Search code examples
pythonnumpyperformancefor-loopmatrix

How to speed up to assign values into a 3D matrix in python3?


I would like to make a much faster python3 program. Please give me some nice ideas.

Background

I am using python3 for visualizing a 3D dataset calculated from a Fortran90 program.

When I write the calculated 3D matrix out into a text file, I have to use the shape of 2D matrix in the program.

Its output structure is below:

      Value,  x, y, z

e.g.

   123443.0,  1, 1, 1
   123343.0,  1, 1, 2
   134554.0,  1, 1, 3

A value is an element of a 3D matrix. x, y, and z mean the positions of each element of a 3D matrix.

To read this file, I use this python3 code below.

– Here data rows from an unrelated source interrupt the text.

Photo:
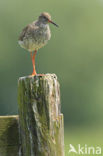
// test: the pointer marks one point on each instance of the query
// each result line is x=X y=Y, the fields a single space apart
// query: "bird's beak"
x=53 y=23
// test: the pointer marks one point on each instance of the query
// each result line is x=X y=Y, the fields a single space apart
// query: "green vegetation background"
x=74 y=53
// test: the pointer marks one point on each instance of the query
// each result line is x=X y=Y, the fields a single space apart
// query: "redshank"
x=35 y=35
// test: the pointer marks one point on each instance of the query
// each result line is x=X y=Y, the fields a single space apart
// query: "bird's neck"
x=41 y=24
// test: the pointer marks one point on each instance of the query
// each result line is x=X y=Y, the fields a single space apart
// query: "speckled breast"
x=36 y=39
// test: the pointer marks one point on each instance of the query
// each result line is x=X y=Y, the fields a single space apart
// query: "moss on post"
x=40 y=118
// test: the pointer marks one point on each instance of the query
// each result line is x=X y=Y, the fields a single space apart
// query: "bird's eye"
x=45 y=18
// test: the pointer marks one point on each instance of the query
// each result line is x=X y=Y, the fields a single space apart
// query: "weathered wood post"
x=40 y=118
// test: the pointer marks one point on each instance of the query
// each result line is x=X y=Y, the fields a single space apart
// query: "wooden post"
x=9 y=136
x=40 y=118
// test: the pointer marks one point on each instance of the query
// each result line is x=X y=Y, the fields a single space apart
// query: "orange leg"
x=33 y=62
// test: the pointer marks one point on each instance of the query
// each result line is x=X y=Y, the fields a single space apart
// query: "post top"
x=48 y=76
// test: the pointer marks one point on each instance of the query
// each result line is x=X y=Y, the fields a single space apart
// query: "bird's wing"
x=27 y=30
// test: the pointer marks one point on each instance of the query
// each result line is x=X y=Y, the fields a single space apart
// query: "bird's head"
x=45 y=18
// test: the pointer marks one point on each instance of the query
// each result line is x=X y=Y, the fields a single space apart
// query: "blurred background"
x=74 y=54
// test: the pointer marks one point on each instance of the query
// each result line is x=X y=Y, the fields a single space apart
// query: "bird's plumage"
x=36 y=34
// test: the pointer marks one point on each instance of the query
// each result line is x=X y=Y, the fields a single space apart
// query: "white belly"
x=38 y=41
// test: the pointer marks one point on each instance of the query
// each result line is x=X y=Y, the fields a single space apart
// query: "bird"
x=36 y=35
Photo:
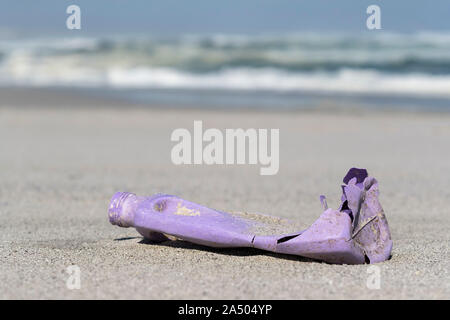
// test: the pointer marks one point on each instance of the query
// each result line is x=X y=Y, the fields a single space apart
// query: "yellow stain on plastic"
x=183 y=211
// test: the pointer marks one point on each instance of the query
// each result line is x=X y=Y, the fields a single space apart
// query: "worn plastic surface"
x=356 y=233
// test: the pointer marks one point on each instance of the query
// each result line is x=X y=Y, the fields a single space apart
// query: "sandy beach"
x=63 y=156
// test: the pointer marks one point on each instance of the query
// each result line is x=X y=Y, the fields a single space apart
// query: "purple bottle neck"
x=122 y=208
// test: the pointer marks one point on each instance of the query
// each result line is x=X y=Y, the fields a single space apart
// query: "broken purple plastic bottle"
x=356 y=233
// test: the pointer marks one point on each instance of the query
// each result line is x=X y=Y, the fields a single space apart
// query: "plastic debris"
x=356 y=233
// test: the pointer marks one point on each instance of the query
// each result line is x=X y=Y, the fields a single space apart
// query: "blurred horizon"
x=171 y=17
x=291 y=51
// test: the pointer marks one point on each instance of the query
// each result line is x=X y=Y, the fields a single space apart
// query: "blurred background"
x=86 y=113
x=262 y=54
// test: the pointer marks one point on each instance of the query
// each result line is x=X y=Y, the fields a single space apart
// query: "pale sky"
x=214 y=16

input_path="/user_path/3D_CUBE_data.txt"

#READ DATASET
read_1=np.loadtxt(input_path)
read_2 = pd.DataFrame(read_1, columns=["data","x","y","z"])

print("input_shape=", read_2.shape)

#CREATE A 3D MATRIX
#(dis, tra, rows)
dis = 41
tra = 18
rows = 4096

data_1 = np.zeros( shape = (dis, tra, rows) )


x_l = list(range(1,dis+1))
y_l = list(range(1,tra+1))
z_l = list(range(1,rows+1))

#ASSIGN VALUES IN THE 3D MATRIX
for y in y_l :
   for x in x_l :
       line_1 = read_2[(read_2["x"]==int(x)) & (read_2["y"]==int(y))]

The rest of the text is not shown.